Le facteur devenait alors le personnage le plus important de la terre. On guettait sa venue avec la fébrilité d'un mourant inquiet de ne pas recevoir l'extrême-onction à temps. Même si on connaissait par cœur l'heure de sa tournée, comme si on voulait précipiter son arrivée, mille fois on ouvrait sa fenêtre pour tâcher de reconnaître sa silhouette parmi la foule qui passait. Enfin, au bout d'un temps infini, il apparaissait au bout de la rue. Dans l'escalier, le cœur agité comme jamais, on attendait l'ouverture de la porte d'entrée, le bruit de sa sacoche qui s'ouvrait, les lettres qui une à une tombaient dans leur boîte réservée –celle tant espérée en faisait-elle seulement partie? Cela durait une éternité et quand enfin le facteur s'en allait, on se précipitait pour voir si dans la liasse des factures et autres publicités, la lettre, sa lettre à elle, surnageait.

Rien!

Trois fois, on vérifiait. Rien. Le cœur lourd, on remontait vers ses pénates. Elle n'avait pas daigné répondre. Pire, désormais elle vous haïssait. La prochaine fois que vous la croiseriez, dans les couloirs de l'université ou chez des amis communs, elle vous giflerait ou, plus grave encore, détournerait le regard. Les heures passaient, l'espoir revenait. Votre lettre avait dû arriver mardi, on était seulement vendredi, elle n'avait pas forcément répondu sur-le-champ. Rien ne l'y obligeait, après tout. Elle avait pu laisser passer une journée et c'est seulement jeudi que sa lettre était partie. Elle arriverait donc demain, oui c'est ça, demain, c'est demain que vous la recevriez…

Et ainsi de jour en jour, parfois de semaine en semaine, dans une attente qui vous consumait le cœur. Jusqu'au moment où:

Puis l'adorée, un soir, a daigné vous écrire…!
Ce soir-là, vous rentrez aux cafés éclatants,
Vous demandez des bocks ou de la limonade…
On n'est pas sérieux, quand on a dix-sept ans
Et qu'on a des tilleuls verts sur la promenade.

Bon, je dois avouer que j'ai dû écrire plus de lettres que je n'ai reçu de réponses.
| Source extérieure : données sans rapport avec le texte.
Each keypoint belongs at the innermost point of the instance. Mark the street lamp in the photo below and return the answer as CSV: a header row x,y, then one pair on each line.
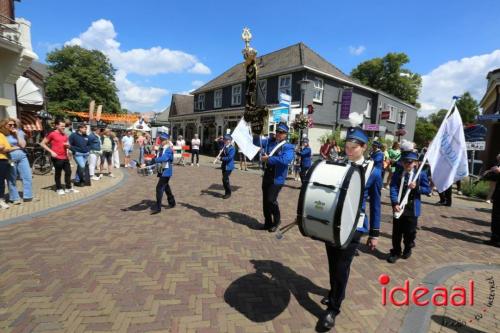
x,y
303,87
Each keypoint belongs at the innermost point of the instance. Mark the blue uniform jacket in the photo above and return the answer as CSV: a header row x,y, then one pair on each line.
x,y
305,158
166,157
378,159
423,187
373,188
227,158
280,160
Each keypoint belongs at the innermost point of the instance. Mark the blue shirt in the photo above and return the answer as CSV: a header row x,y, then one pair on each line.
x,y
17,154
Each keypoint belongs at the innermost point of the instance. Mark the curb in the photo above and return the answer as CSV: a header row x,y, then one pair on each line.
x,y
27,217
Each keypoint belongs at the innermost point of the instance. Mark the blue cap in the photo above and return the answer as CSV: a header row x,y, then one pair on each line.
x,y
409,156
282,127
356,134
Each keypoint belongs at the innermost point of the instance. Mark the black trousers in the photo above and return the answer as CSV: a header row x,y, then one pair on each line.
x,y
270,192
404,228
495,215
161,187
59,166
225,181
445,197
339,265
195,152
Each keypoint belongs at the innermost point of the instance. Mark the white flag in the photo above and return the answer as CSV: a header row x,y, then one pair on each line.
x,y
243,138
447,155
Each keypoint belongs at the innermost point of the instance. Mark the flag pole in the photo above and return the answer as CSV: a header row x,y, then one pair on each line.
x,y
403,203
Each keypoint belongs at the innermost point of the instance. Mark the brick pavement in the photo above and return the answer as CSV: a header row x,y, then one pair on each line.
x,y
109,266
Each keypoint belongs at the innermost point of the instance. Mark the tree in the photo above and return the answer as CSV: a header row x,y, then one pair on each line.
x,y
79,76
468,107
388,74
437,118
424,132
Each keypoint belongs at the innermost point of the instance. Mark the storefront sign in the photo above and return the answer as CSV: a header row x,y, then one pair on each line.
x,y
345,107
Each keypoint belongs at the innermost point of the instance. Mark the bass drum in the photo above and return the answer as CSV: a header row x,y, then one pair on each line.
x,y
330,202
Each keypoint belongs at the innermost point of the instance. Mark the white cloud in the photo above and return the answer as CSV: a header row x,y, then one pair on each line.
x,y
454,78
101,35
356,50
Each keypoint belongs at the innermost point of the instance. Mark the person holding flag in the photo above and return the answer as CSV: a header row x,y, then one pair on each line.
x,y
405,227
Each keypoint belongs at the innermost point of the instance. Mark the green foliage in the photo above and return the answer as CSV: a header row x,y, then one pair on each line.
x,y
388,74
424,132
468,107
480,190
78,76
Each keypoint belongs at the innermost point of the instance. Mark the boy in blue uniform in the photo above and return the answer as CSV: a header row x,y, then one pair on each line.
x,y
163,159
277,154
227,158
305,159
339,260
406,226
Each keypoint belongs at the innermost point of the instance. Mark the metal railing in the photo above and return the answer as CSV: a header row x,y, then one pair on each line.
x,y
9,30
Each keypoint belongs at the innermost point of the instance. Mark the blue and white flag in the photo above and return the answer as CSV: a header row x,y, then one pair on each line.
x,y
447,155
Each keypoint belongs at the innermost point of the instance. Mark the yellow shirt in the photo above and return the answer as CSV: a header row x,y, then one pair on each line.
x,y
5,144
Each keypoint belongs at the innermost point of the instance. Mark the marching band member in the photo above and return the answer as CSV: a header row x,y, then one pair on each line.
x,y
305,159
406,226
227,158
277,155
339,260
163,159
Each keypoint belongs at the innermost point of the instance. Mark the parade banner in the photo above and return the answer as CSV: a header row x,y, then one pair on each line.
x,y
447,155
243,138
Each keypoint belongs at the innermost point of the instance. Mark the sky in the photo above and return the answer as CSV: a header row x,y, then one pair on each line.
x,y
164,47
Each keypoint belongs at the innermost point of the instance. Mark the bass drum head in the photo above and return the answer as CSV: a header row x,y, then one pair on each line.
x,y
351,207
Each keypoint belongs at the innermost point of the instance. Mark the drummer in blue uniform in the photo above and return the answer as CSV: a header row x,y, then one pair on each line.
x,y
163,160
305,159
406,226
227,158
339,260
277,154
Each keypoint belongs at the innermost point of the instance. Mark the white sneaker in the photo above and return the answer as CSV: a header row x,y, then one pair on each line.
x,y
3,204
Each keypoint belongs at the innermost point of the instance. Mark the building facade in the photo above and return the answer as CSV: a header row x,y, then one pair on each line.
x,y
490,104
16,55
219,104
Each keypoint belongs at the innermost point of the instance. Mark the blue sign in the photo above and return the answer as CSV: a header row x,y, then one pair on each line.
x,y
345,107
486,117
278,113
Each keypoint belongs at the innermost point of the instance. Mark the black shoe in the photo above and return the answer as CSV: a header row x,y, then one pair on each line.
x,y
492,242
406,254
327,320
393,258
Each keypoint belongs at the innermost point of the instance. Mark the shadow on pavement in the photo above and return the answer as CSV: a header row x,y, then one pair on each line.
x,y
454,325
453,235
265,294
143,205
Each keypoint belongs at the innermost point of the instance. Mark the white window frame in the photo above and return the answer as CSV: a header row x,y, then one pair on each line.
x,y
263,83
236,97
285,89
200,102
319,87
217,99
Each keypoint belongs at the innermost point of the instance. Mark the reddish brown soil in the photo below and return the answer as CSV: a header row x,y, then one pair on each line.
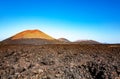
x,y
60,61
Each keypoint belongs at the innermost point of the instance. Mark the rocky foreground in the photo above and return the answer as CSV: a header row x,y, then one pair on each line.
x,y
60,61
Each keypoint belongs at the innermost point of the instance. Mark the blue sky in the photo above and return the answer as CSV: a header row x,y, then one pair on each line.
x,y
72,19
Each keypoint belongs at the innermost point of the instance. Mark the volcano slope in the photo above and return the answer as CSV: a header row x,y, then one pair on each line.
x,y
60,61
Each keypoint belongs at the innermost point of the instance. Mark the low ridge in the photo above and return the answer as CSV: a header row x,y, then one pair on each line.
x,y
32,34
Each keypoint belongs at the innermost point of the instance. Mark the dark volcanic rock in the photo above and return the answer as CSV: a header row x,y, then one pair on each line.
x,y
60,61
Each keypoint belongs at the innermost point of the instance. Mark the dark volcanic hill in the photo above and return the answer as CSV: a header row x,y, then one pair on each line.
x,y
86,42
34,37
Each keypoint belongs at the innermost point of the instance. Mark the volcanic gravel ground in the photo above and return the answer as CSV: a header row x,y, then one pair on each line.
x,y
60,61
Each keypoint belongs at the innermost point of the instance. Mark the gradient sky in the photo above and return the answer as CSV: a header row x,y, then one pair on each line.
x,y
72,19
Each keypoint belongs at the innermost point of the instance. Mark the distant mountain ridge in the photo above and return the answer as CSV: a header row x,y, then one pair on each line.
x,y
32,34
35,37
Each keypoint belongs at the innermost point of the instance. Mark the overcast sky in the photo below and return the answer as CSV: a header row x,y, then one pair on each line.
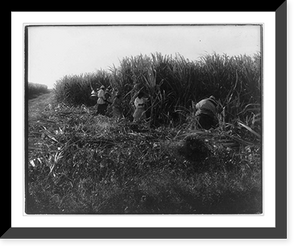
x,y
54,52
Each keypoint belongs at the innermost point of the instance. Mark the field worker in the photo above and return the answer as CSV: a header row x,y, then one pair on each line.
x,y
102,102
207,113
117,106
140,107
94,95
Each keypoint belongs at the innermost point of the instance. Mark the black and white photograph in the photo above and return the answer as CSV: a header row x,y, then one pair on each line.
x,y
144,119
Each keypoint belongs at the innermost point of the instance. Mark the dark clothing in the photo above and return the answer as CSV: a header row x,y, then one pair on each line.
x,y
101,109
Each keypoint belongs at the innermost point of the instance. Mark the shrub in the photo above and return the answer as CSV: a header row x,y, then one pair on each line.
x,y
174,83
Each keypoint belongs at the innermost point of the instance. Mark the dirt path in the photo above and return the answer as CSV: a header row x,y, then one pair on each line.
x,y
38,104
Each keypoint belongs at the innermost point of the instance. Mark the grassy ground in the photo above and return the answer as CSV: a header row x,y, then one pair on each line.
x,y
81,163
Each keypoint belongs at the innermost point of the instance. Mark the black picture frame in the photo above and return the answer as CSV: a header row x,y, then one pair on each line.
x,y
281,229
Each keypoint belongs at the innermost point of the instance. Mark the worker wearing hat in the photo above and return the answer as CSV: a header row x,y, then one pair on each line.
x,y
102,103
207,110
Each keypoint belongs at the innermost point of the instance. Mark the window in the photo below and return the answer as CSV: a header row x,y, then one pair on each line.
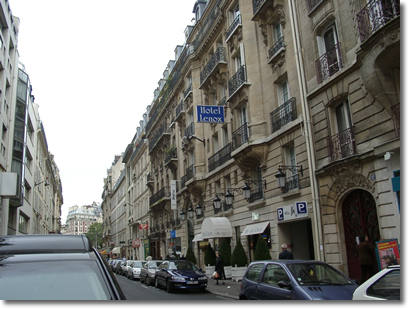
x,y
254,272
329,61
23,223
275,274
387,287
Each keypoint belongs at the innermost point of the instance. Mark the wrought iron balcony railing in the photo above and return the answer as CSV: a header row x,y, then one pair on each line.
x,y
257,192
171,154
284,114
190,130
375,15
257,5
329,63
219,158
188,91
179,109
240,136
313,4
277,46
342,145
163,193
235,24
217,58
237,80
190,172
291,183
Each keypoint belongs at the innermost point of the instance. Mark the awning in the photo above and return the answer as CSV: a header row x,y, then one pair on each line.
x,y
116,250
197,237
216,227
255,229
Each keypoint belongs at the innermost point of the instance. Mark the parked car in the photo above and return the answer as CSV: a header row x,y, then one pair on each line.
x,y
180,274
148,271
135,271
384,285
124,267
295,279
54,267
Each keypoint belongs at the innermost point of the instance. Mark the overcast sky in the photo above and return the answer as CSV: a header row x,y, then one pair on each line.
x,y
94,65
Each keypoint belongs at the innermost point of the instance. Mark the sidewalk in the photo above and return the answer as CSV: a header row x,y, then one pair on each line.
x,y
231,288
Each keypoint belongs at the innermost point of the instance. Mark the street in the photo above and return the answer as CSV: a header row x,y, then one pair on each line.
x,y
134,290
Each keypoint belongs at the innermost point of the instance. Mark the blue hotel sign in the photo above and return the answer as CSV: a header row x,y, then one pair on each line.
x,y
210,114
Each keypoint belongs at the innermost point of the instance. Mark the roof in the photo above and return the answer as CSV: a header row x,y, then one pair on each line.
x,y
37,244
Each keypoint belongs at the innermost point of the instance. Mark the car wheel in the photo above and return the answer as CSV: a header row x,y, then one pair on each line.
x,y
169,287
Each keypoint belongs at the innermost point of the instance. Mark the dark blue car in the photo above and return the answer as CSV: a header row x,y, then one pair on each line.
x,y
295,280
180,274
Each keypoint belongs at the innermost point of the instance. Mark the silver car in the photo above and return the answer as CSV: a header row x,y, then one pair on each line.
x,y
148,271
134,272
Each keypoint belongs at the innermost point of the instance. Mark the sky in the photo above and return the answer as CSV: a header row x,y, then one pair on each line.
x,y
94,66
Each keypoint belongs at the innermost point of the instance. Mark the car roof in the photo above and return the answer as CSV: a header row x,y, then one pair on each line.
x,y
41,244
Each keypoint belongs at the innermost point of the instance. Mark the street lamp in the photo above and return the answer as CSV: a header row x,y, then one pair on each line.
x,y
229,198
246,191
198,210
217,203
182,215
190,212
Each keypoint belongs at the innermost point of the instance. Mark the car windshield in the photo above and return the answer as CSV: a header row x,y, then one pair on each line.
x,y
182,265
317,274
62,280
153,264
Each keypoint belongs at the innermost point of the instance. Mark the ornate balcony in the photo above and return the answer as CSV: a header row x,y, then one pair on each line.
x,y
189,173
329,63
188,92
219,158
291,183
233,27
276,49
190,130
313,4
179,110
155,138
237,81
158,196
240,136
284,114
375,15
217,58
342,145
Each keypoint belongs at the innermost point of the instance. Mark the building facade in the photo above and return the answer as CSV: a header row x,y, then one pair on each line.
x,y
80,218
308,153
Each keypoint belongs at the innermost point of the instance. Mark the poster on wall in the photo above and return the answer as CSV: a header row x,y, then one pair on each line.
x,y
387,253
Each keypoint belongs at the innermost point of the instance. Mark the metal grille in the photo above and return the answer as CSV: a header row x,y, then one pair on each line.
x,y
375,15
284,114
342,145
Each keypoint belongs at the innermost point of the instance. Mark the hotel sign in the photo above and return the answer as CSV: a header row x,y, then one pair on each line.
x,y
210,114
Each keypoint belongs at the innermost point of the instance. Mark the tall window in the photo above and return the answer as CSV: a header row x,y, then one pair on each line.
x,y
329,61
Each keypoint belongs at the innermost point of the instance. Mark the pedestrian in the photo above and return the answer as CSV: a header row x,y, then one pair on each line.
x,y
366,259
285,254
219,268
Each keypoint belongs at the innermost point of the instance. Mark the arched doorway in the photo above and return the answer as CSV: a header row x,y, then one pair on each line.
x,y
359,218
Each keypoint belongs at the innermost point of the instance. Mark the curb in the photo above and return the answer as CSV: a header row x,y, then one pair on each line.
x,y
223,294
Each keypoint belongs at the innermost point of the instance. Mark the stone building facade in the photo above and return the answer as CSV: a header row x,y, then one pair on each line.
x,y
309,150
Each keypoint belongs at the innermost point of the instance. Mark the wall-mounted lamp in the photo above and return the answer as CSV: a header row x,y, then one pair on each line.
x,y
281,175
44,181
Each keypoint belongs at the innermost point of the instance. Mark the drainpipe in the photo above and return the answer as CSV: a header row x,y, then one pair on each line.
x,y
319,253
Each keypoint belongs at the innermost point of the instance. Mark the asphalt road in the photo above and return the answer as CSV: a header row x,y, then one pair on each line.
x,y
135,290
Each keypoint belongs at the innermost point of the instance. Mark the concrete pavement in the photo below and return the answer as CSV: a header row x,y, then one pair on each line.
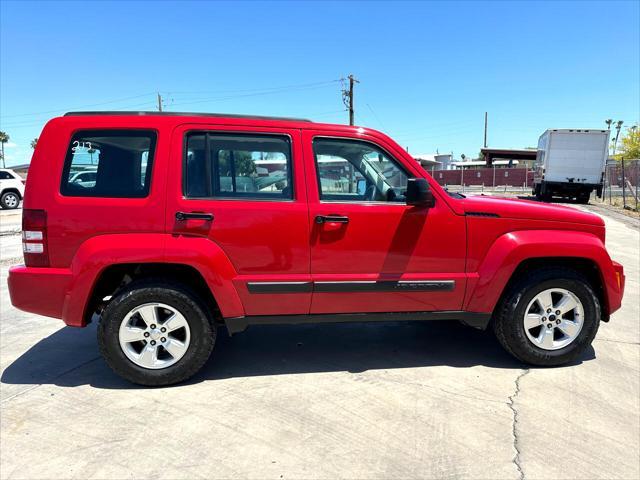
x,y
415,400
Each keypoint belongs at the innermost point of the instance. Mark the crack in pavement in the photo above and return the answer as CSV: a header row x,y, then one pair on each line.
x,y
514,430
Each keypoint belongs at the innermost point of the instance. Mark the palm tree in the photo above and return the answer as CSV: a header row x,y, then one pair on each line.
x,y
615,142
4,138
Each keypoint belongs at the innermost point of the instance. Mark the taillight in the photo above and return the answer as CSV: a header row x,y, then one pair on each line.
x,y
34,238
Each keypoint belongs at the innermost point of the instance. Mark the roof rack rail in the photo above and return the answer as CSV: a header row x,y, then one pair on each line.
x,y
184,114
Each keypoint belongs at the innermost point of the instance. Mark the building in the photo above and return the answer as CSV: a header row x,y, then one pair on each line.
x,y
439,161
478,164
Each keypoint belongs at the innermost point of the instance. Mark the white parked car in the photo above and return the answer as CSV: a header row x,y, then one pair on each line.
x,y
11,188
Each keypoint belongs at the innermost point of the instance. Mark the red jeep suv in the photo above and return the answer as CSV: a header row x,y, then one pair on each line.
x,y
169,226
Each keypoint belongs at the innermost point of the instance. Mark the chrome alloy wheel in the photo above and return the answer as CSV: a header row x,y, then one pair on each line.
x,y
553,319
154,335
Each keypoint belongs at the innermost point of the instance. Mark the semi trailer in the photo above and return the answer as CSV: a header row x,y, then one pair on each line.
x,y
570,163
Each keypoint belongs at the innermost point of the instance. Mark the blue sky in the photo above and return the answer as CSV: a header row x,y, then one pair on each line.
x,y
428,70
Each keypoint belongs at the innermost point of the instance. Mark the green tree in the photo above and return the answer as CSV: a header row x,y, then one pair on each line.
x,y
630,148
4,138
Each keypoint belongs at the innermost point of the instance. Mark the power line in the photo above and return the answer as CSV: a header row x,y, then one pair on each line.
x,y
257,94
253,90
347,97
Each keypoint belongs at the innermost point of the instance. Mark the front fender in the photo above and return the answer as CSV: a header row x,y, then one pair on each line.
x,y
511,249
102,251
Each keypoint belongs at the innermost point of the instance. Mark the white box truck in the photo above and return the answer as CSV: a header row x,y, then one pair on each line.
x,y
570,163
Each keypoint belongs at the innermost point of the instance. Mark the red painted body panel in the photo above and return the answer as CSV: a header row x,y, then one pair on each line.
x,y
265,240
278,241
383,241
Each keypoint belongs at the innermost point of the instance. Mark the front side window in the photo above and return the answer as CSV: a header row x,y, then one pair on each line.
x,y
108,163
352,170
238,165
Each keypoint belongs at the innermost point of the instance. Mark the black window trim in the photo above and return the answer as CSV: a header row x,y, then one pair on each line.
x,y
351,202
212,172
108,131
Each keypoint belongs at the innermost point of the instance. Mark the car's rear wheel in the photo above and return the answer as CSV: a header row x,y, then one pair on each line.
x,y
9,200
549,317
156,333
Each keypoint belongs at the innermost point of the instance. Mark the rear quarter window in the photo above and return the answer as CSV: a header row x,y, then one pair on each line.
x,y
109,163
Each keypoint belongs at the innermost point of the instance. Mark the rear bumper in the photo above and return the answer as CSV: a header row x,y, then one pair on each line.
x,y
39,290
569,187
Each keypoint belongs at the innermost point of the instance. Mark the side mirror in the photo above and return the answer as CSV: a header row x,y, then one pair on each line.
x,y
419,194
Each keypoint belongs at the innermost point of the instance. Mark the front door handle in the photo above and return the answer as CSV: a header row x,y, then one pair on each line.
x,y
181,216
320,219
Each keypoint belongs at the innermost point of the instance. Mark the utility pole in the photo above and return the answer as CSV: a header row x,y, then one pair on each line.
x,y
347,97
485,129
618,127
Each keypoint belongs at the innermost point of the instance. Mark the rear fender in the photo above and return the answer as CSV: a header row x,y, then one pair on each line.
x,y
511,249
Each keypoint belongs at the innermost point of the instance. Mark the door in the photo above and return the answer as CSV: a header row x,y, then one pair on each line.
x,y
243,188
370,252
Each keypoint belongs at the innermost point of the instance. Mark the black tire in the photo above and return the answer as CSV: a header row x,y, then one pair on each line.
x,y
508,322
201,326
10,200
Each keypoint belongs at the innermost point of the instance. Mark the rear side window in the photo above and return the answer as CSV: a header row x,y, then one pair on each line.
x,y
238,165
109,163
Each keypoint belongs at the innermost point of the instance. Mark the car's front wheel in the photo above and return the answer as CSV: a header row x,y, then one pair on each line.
x,y
549,317
155,333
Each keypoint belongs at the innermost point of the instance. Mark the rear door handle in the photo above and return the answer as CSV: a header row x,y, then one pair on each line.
x,y
320,219
181,216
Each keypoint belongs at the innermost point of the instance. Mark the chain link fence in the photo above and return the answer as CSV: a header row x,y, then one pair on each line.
x,y
621,184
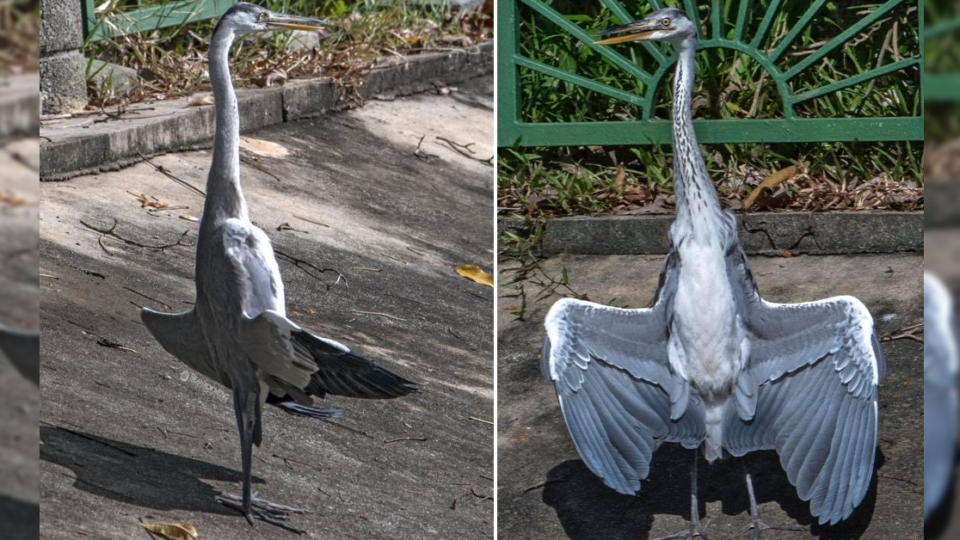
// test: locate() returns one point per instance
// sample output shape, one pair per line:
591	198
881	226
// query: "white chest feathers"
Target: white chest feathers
708	345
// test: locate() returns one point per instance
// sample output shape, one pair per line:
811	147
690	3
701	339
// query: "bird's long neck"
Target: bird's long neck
224	197
698	206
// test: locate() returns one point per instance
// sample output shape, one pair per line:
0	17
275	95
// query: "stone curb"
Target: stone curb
832	233
78	147
19	106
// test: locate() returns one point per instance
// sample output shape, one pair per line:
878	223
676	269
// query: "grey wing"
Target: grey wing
249	252
615	388
340	372
23	351
181	335
300	363
940	362
809	391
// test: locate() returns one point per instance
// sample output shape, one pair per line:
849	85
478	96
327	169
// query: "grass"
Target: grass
172	60
730	85
539	183
19	27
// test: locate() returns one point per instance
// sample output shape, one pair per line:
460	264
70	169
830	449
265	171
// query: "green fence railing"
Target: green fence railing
140	18
721	30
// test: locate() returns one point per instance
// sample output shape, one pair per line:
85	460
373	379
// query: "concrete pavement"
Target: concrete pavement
19	399
128	436
546	492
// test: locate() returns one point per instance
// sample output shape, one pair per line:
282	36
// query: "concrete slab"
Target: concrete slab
827	233
19	399
125	438
545	491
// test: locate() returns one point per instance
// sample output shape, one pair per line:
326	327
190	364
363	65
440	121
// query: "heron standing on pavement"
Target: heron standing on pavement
23	351
238	333
712	364
940	364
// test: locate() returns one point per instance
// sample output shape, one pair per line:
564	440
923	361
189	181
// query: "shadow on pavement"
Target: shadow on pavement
589	510
134	474
19	520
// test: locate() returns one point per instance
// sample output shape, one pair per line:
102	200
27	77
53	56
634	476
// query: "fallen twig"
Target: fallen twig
387	315
420	154
311	221
907	332
298	262
416	439
161	169
111	232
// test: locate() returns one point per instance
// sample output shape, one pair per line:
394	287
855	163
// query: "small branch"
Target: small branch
381	314
161	169
305	264
420	154
907	332
417	439
465	151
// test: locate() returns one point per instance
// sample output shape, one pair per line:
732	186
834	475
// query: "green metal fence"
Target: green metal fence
139	18
513	130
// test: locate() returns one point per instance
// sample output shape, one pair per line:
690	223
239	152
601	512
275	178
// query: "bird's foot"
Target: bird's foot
696	531
266	511
757	526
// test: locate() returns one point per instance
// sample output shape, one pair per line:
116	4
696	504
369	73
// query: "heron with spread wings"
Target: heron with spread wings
238	333
712	364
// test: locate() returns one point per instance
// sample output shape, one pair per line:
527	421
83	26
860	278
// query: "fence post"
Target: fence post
63	86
Ou bien alors c'était pour me demander de ne plus jamais recommencer. Peut-être que dans ces années-là, nous espérions l'amour plus que nous le vivions. L'imagination avait encore toute sa place. Les films porno ne couraient pas les rues, l'amour avait des mystères qui se dévoilaient seulement dans des magazines de charme achetés augustement par le bon père de famille. Tout le reste, les étreintes comme les caresses, la luxure bestiale de l'accouplement, c'est à son esprit qu'il revenait de le créer.

Sûr que de nos jours, avec le pragmatisme de l'époque, l'immédiateté des temps modernes, j'aurais plus «consommé». Encore que. Doué comme je suis, entre chatbots et émojis, j'aurais parfaitement été capable de collectionner des râteaux virtuels, un cimetière entier d'illusions perdues.

Pourtant, je ne regrette rien.

C'est que par la magie de la correspondance et de sa latence inhérente, grâce au travail de l'imagination, j'ai été amoureux toute ma jeunesse!